High Tide Low Tide

The Bay of Fundy (French: Baie de Fundy) is a bay on the Atlantic coast of North America, on the northeast end of the Gulf of Maine between the Canadian provinces of New Brunswick and Nova Scotia, with a small portion touching the U.S. state of Maine. The Bay of Fundy is known for its high tidal range and the bay is contested as having the highest vertical tidal range in the world with Ungava Bay in northern Quebec and The Severn Estuary in the UK. The name "Fundy" is thought to date back to the 16th century when the Portuguese referred to the bay as "Rio Fundo" or "deep river".

The bay was also named Baie Française (French Bay) by explorer/cartographer Samuel de Champlain during a 1604 expedition led by Pierre Dugua, Sieur de Monts which resulted in a failed settlement attempt on St. Croix Island.

Portions of the Bay of Fundy, Shepody Bay and Minas Basin, form one of six Canadian sites in the Western Hemisphere Shorebird Reserve Network, and is classified as a Hemespheric site.[1] It is owned by the provinces of New Brunswick and Nova Scotia, and the Canadian Wildlife Service, and is managed in conjunction with Ducks Unlimited Canada and the Nature Conservancy of Canada.

Folklore in the Mi'kmaq First Nation claims that the tides in the Bay of Fundy are caused by a giant whale splashing in the water. Oceanographers attribute it to tidal resonance resulting from a coincidence of timing: the time it takes a large wave to go from the mouth of the bay to the inner shore and back is practically the same as the time from one high tide to the next. During the 12.4 hour tidal period, 115 billion tonnes of water flow in and out of the bay.

The quest for world tidal dominance has led to a rivalry between the Minas Basin in the Bay of Fundy and the Leaf Basin in Ungava Bay, over which body of water lays claim to the highest tides in the world, with supporters in each region claiming the record.

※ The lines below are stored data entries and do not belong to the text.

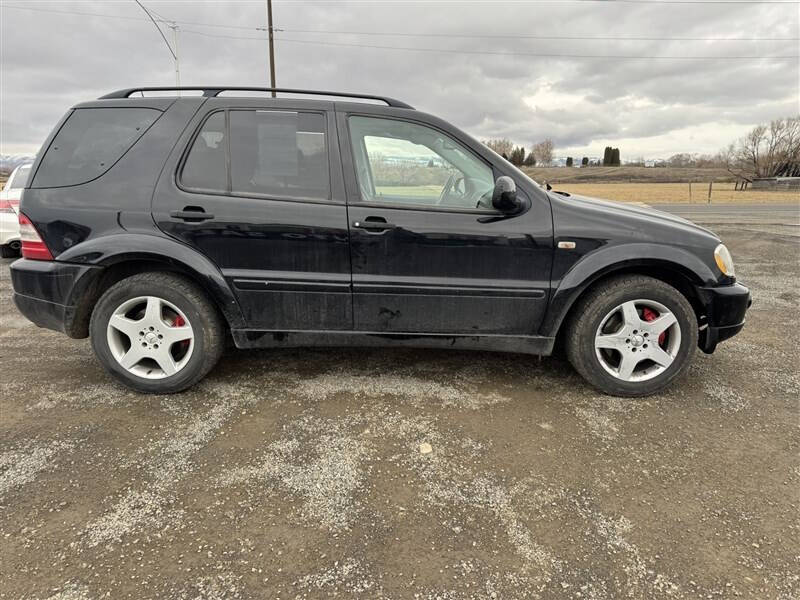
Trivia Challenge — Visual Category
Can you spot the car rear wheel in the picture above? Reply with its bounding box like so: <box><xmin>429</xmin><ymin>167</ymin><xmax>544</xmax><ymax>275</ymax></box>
<box><xmin>565</xmin><ymin>275</ymin><xmax>698</xmax><ymax>397</ymax></box>
<box><xmin>90</xmin><ymin>272</ymin><xmax>224</xmax><ymax>393</ymax></box>
<box><xmin>1</xmin><ymin>241</ymin><xmax>21</xmax><ymax>258</ymax></box>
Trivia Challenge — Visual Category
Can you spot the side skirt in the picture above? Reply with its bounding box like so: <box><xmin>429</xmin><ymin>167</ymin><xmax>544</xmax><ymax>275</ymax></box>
<box><xmin>231</xmin><ymin>329</ymin><xmax>555</xmax><ymax>356</ymax></box>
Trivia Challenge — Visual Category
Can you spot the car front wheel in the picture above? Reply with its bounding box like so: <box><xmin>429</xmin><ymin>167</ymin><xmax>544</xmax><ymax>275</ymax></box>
<box><xmin>565</xmin><ymin>275</ymin><xmax>698</xmax><ymax>397</ymax></box>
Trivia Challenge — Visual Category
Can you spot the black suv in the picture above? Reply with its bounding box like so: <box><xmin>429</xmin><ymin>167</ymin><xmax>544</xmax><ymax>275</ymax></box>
<box><xmin>10</xmin><ymin>87</ymin><xmax>750</xmax><ymax>396</ymax></box>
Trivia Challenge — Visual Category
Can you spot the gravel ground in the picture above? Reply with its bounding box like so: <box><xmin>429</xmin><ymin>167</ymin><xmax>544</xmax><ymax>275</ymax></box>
<box><xmin>0</xmin><ymin>224</ymin><xmax>798</xmax><ymax>599</ymax></box>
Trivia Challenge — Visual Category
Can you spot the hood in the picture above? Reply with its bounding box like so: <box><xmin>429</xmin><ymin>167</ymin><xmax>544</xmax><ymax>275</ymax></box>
<box><xmin>551</xmin><ymin>191</ymin><xmax>718</xmax><ymax>238</ymax></box>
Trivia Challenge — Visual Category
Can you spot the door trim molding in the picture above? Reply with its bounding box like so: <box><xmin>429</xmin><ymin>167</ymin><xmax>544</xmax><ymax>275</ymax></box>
<box><xmin>354</xmin><ymin>282</ymin><xmax>545</xmax><ymax>298</ymax></box>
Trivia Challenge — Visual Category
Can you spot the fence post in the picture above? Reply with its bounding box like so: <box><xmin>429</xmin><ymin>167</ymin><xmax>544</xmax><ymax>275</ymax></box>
<box><xmin>708</xmin><ymin>181</ymin><xmax>713</xmax><ymax>204</ymax></box>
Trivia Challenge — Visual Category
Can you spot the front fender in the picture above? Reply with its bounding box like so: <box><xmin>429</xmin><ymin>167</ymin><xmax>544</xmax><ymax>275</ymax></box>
<box><xmin>540</xmin><ymin>242</ymin><xmax>717</xmax><ymax>338</ymax></box>
<box><xmin>56</xmin><ymin>233</ymin><xmax>245</xmax><ymax>329</ymax></box>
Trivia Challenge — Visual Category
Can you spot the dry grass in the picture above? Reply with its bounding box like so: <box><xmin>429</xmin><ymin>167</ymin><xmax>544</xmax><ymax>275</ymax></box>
<box><xmin>524</xmin><ymin>165</ymin><xmax>735</xmax><ymax>184</ymax></box>
<box><xmin>554</xmin><ymin>182</ymin><xmax>799</xmax><ymax>204</ymax></box>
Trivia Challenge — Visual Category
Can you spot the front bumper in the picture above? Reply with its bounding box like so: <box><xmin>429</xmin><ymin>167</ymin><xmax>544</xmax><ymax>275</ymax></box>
<box><xmin>697</xmin><ymin>282</ymin><xmax>752</xmax><ymax>353</ymax></box>
<box><xmin>11</xmin><ymin>258</ymin><xmax>102</xmax><ymax>337</ymax></box>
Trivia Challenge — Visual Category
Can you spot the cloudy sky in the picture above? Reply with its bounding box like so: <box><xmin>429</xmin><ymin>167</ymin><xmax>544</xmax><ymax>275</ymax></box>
<box><xmin>1</xmin><ymin>0</ymin><xmax>798</xmax><ymax>160</ymax></box>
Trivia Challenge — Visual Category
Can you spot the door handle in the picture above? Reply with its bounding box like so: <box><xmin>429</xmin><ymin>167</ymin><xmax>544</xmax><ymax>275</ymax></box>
<box><xmin>353</xmin><ymin>218</ymin><xmax>396</xmax><ymax>232</ymax></box>
<box><xmin>170</xmin><ymin>207</ymin><xmax>214</xmax><ymax>222</ymax></box>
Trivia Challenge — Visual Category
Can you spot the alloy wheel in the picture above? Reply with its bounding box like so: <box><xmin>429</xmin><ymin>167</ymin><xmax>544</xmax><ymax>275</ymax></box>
<box><xmin>106</xmin><ymin>296</ymin><xmax>194</xmax><ymax>379</ymax></box>
<box><xmin>594</xmin><ymin>299</ymin><xmax>682</xmax><ymax>382</ymax></box>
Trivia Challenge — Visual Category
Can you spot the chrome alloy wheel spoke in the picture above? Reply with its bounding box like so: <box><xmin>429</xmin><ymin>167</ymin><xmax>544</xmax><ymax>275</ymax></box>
<box><xmin>106</xmin><ymin>295</ymin><xmax>195</xmax><ymax>380</ymax></box>
<box><xmin>594</xmin><ymin>299</ymin><xmax>682</xmax><ymax>383</ymax></box>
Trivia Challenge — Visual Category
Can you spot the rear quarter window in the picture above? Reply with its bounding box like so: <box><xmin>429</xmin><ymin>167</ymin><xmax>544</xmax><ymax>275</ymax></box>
<box><xmin>32</xmin><ymin>107</ymin><xmax>161</xmax><ymax>188</ymax></box>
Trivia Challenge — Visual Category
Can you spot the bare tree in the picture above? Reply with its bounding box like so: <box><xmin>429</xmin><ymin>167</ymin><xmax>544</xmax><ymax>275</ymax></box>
<box><xmin>739</xmin><ymin>124</ymin><xmax>767</xmax><ymax>176</ymax></box>
<box><xmin>717</xmin><ymin>143</ymin><xmax>737</xmax><ymax>168</ymax></box>
<box><xmin>531</xmin><ymin>139</ymin><xmax>554</xmax><ymax>166</ymax></box>
<box><xmin>667</xmin><ymin>153</ymin><xmax>695</xmax><ymax>168</ymax></box>
<box><xmin>483</xmin><ymin>138</ymin><xmax>514</xmax><ymax>157</ymax></box>
<box><xmin>736</xmin><ymin>117</ymin><xmax>800</xmax><ymax>177</ymax></box>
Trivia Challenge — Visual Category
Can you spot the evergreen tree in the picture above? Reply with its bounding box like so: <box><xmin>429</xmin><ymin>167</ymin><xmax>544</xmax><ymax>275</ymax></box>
<box><xmin>611</xmin><ymin>147</ymin><xmax>621</xmax><ymax>166</ymax></box>
<box><xmin>581</xmin><ymin>156</ymin><xmax>589</xmax><ymax>166</ymax></box>
<box><xmin>509</xmin><ymin>146</ymin><xmax>526</xmax><ymax>166</ymax></box>
<box><xmin>602</xmin><ymin>146</ymin><xmax>612</xmax><ymax>166</ymax></box>
<box><xmin>566</xmin><ymin>157</ymin><xmax>574</xmax><ymax>167</ymax></box>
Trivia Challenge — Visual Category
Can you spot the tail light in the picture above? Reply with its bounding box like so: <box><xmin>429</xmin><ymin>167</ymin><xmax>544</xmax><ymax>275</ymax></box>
<box><xmin>19</xmin><ymin>213</ymin><xmax>53</xmax><ymax>260</ymax></box>
<box><xmin>0</xmin><ymin>198</ymin><xmax>18</xmax><ymax>214</ymax></box>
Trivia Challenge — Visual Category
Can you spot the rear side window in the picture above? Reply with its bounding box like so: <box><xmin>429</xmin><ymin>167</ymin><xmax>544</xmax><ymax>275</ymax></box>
<box><xmin>33</xmin><ymin>108</ymin><xmax>160</xmax><ymax>188</ymax></box>
<box><xmin>181</xmin><ymin>109</ymin><xmax>329</xmax><ymax>201</ymax></box>
<box><xmin>181</xmin><ymin>112</ymin><xmax>227</xmax><ymax>193</ymax></box>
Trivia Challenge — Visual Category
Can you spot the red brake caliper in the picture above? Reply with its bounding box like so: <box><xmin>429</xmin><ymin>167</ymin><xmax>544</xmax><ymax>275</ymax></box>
<box><xmin>641</xmin><ymin>307</ymin><xmax>666</xmax><ymax>346</ymax></box>
<box><xmin>172</xmin><ymin>315</ymin><xmax>190</xmax><ymax>350</ymax></box>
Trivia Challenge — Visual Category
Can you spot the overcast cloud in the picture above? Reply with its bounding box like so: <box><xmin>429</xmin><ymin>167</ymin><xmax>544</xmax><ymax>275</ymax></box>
<box><xmin>1</xmin><ymin>0</ymin><xmax>798</xmax><ymax>160</ymax></box>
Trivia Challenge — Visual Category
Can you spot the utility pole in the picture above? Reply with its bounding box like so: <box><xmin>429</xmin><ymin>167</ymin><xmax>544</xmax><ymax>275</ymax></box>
<box><xmin>267</xmin><ymin>0</ymin><xmax>276</xmax><ymax>96</ymax></box>
<box><xmin>167</xmin><ymin>22</ymin><xmax>181</xmax><ymax>89</ymax></box>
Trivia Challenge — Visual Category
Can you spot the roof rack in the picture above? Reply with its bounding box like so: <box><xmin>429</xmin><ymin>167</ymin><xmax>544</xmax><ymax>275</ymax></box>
<box><xmin>99</xmin><ymin>87</ymin><xmax>414</xmax><ymax>109</ymax></box>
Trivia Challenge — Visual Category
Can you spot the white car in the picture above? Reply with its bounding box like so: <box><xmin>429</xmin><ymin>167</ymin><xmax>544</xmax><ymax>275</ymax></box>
<box><xmin>0</xmin><ymin>163</ymin><xmax>31</xmax><ymax>257</ymax></box>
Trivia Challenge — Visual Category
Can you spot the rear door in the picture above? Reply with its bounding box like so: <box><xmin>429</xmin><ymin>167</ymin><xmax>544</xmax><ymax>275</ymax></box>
<box><xmin>153</xmin><ymin>98</ymin><xmax>352</xmax><ymax>331</ymax></box>
<box><xmin>337</xmin><ymin>106</ymin><xmax>553</xmax><ymax>335</ymax></box>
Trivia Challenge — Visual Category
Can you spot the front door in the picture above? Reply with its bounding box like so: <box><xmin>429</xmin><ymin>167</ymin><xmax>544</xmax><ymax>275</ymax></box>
<box><xmin>339</xmin><ymin>111</ymin><xmax>552</xmax><ymax>335</ymax></box>
<box><xmin>153</xmin><ymin>99</ymin><xmax>352</xmax><ymax>331</ymax></box>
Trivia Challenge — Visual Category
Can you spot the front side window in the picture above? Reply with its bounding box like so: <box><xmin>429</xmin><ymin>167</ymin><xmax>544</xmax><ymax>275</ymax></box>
<box><xmin>181</xmin><ymin>110</ymin><xmax>329</xmax><ymax>201</ymax></box>
<box><xmin>348</xmin><ymin>116</ymin><xmax>494</xmax><ymax>210</ymax></box>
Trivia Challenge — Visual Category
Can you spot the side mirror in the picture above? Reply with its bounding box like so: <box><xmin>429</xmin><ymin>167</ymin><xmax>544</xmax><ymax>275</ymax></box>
<box><xmin>492</xmin><ymin>176</ymin><xmax>521</xmax><ymax>213</ymax></box>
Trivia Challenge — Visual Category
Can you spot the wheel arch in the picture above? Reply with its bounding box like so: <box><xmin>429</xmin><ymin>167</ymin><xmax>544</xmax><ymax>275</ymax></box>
<box><xmin>58</xmin><ymin>234</ymin><xmax>244</xmax><ymax>338</ymax></box>
<box><xmin>542</xmin><ymin>248</ymin><xmax>714</xmax><ymax>342</ymax></box>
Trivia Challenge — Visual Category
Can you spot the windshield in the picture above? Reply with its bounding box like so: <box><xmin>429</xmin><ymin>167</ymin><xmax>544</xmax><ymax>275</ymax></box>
<box><xmin>5</xmin><ymin>164</ymin><xmax>32</xmax><ymax>190</ymax></box>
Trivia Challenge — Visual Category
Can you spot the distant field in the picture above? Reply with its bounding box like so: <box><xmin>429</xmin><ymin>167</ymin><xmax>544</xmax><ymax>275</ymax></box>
<box><xmin>4</xmin><ymin>175</ymin><xmax>793</xmax><ymax>205</ymax></box>
<box><xmin>554</xmin><ymin>182</ymin><xmax>798</xmax><ymax>204</ymax></box>
<box><xmin>524</xmin><ymin>166</ymin><xmax>735</xmax><ymax>184</ymax></box>
<box><xmin>375</xmin><ymin>185</ymin><xmax>441</xmax><ymax>197</ymax></box>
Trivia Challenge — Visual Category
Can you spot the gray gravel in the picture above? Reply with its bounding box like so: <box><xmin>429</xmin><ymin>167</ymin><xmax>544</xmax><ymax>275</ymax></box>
<box><xmin>0</xmin><ymin>223</ymin><xmax>798</xmax><ymax>599</ymax></box>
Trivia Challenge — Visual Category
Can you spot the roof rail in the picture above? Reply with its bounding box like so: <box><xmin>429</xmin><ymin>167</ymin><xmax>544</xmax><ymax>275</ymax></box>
<box><xmin>99</xmin><ymin>87</ymin><xmax>414</xmax><ymax>109</ymax></box>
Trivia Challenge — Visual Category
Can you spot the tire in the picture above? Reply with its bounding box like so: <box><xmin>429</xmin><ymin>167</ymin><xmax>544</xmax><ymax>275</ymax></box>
<box><xmin>89</xmin><ymin>272</ymin><xmax>225</xmax><ymax>394</ymax></box>
<box><xmin>1</xmin><ymin>243</ymin><xmax>19</xmax><ymax>258</ymax></box>
<box><xmin>565</xmin><ymin>275</ymin><xmax>698</xmax><ymax>397</ymax></box>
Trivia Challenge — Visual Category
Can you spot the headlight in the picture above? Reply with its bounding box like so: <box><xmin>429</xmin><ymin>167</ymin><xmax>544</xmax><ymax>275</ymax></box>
<box><xmin>714</xmin><ymin>243</ymin><xmax>735</xmax><ymax>277</ymax></box>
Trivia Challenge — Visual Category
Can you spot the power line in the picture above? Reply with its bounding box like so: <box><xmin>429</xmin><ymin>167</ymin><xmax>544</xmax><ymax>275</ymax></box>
<box><xmin>3</xmin><ymin>4</ymin><xmax>152</xmax><ymax>24</ymax></box>
<box><xmin>133</xmin><ymin>0</ymin><xmax>175</xmax><ymax>60</ymax></box>
<box><xmin>274</xmin><ymin>0</ymin><xmax>800</xmax><ymax>3</ymax></box>
<box><xmin>0</xmin><ymin>4</ymin><xmax>253</xmax><ymax>29</ymax></box>
<box><xmin>176</xmin><ymin>27</ymin><xmax>799</xmax><ymax>58</ymax></box>
<box><xmin>4</xmin><ymin>4</ymin><xmax>797</xmax><ymax>42</ymax></box>
<box><xmin>279</xmin><ymin>27</ymin><xmax>799</xmax><ymax>41</ymax></box>
<box><xmin>177</xmin><ymin>28</ymin><xmax>800</xmax><ymax>59</ymax></box>
<box><xmin>271</xmin><ymin>36</ymin><xmax>800</xmax><ymax>59</ymax></box>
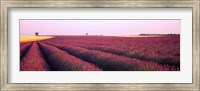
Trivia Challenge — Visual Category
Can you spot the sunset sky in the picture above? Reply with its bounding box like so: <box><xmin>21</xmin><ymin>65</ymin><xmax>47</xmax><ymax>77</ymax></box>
<box><xmin>20</xmin><ymin>20</ymin><xmax>180</xmax><ymax>36</ymax></box>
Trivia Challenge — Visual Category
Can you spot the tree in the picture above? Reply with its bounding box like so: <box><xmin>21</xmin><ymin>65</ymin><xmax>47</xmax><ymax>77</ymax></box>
<box><xmin>35</xmin><ymin>32</ymin><xmax>39</xmax><ymax>36</ymax></box>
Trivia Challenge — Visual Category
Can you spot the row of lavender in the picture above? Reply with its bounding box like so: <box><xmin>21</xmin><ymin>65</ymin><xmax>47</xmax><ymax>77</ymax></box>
<box><xmin>48</xmin><ymin>43</ymin><xmax>178</xmax><ymax>71</ymax></box>
<box><xmin>20</xmin><ymin>42</ymin><xmax>101</xmax><ymax>71</ymax></box>
<box><xmin>21</xmin><ymin>42</ymin><xmax>178</xmax><ymax>71</ymax></box>
<box><xmin>43</xmin><ymin>36</ymin><xmax>180</xmax><ymax>67</ymax></box>
<box><xmin>20</xmin><ymin>36</ymin><xmax>180</xmax><ymax>71</ymax></box>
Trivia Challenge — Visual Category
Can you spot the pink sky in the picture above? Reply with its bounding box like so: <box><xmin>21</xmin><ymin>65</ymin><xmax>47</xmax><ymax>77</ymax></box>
<box><xmin>20</xmin><ymin>20</ymin><xmax>180</xmax><ymax>36</ymax></box>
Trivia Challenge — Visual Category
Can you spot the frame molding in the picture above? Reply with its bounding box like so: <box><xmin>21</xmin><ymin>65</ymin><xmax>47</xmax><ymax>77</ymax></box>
<box><xmin>0</xmin><ymin>0</ymin><xmax>199</xmax><ymax>90</ymax></box>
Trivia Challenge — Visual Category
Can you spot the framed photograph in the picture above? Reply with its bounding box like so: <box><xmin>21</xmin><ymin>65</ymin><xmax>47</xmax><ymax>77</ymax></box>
<box><xmin>0</xmin><ymin>0</ymin><xmax>199</xmax><ymax>90</ymax></box>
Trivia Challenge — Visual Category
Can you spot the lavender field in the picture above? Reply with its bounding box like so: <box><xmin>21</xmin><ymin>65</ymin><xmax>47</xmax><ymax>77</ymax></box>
<box><xmin>20</xmin><ymin>35</ymin><xmax>180</xmax><ymax>71</ymax></box>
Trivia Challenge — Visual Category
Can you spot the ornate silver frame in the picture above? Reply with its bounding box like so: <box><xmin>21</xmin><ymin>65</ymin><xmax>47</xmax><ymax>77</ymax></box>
<box><xmin>0</xmin><ymin>0</ymin><xmax>199</xmax><ymax>90</ymax></box>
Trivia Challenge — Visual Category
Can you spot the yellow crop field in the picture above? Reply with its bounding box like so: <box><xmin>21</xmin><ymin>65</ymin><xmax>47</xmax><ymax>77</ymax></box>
<box><xmin>20</xmin><ymin>36</ymin><xmax>54</xmax><ymax>42</ymax></box>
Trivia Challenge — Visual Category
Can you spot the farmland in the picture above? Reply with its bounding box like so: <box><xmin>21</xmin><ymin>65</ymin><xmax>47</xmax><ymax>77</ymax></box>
<box><xmin>20</xmin><ymin>36</ymin><xmax>54</xmax><ymax>42</ymax></box>
<box><xmin>20</xmin><ymin>35</ymin><xmax>180</xmax><ymax>71</ymax></box>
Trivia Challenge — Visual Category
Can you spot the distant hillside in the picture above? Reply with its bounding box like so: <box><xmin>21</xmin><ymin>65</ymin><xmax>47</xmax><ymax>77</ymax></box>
<box><xmin>139</xmin><ymin>33</ymin><xmax>180</xmax><ymax>36</ymax></box>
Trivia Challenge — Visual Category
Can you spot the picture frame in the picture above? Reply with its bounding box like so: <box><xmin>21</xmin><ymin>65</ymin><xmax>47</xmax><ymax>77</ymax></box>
<box><xmin>0</xmin><ymin>0</ymin><xmax>199</xmax><ymax>90</ymax></box>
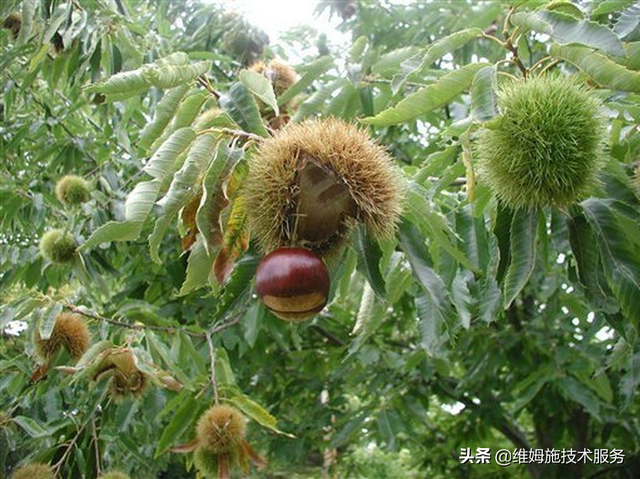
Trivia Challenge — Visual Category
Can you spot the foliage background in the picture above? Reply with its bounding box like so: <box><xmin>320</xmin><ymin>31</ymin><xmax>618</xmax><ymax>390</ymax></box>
<box><xmin>1</xmin><ymin>0</ymin><xmax>640</xmax><ymax>478</ymax></box>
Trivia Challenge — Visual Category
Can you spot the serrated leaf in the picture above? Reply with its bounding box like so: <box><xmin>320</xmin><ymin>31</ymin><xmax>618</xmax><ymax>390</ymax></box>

The Canadian Hydrographic Service finally declared it a statistical tie, with measurements of a 16.8 metre tidal range in Leaf Basin for Ungava Bay and 17 metres at Burntcoat Head for the Bay of Fundy. The highest water level ever recorded in the Bay of Fundy system occurred at the head of the Minas Basin on the night of October 4–5, 1869 during a tropical cyclone named the “Saxby Gale”. The water level of 21.6 metres resulted from the combination of high winds, abnormally low atmospheric pressure, and a spring tide.

Leaf Basin has only been measured in recent years, whereas the Fundy system has been measured for many decades. Tidal experts note that Leaf Basin is consistently higher on average tides than Minas Basin; however, the highest recorded tidal ranges ever measured are at Burntcoat Head and result from spring tides measured at the peak of the tidal cycle every 18 years.

Several proposals to build tidal harnesses for electrical power generation have been put forward in recent decades. Such proposals have mainly involved building barrages which effectively dam off a smaller arm of the bay and extract power from water flowing through them.